Ainda como fator integrante do ambiente sonoro, a pontuação de ritmos, melodias e cânticos populares, estarão em conexão com o sagrado e o divino, ampliando a caráter subjetivo das ambientações históricas e artísticas do documentário. O Maracatu de Baque Solto e o Maracatu de Baque Virado marcam o ritmo da convivência entre as culturas africana, indígena, portuguesa, e os mazombos. Conduzidos pela voz sedutora da cantora capixaba Lígia Soares, pretendemos conduzir o espectador a experimentar territórios com forte influência emocional, em vivencias do personagem de Domingo Martins, e de sua história de amor com Maria Teodora.
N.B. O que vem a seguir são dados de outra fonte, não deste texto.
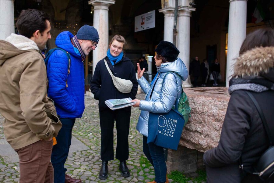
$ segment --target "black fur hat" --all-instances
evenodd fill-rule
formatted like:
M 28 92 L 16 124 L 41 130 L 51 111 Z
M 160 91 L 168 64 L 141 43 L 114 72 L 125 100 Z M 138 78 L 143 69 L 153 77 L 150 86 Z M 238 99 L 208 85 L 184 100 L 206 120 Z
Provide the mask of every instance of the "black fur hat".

Por fim, como definição do ambiente incidental, a proposta do documentário é desenvolver indícios e pontuações diegéticas, desassociadas de uma referência concreta com a realidade histórica, artística e social de seus personagens. As camadas de ruídos e sons de objetos, de ações humanas, de ambientes interiores e exteriores, e de elementos da natureza, ou a própria recriação do silencio, farão parte de uma colagem de intenções, direcionadas à recriação do tempo passado e da memória ancestral. Desta forma, o espaço diegético ficará contraposto ao espaço extradiegético, ocupado pelo personagem de Domingos José Martins, assumindo em primeira pessoa a narração do documentário.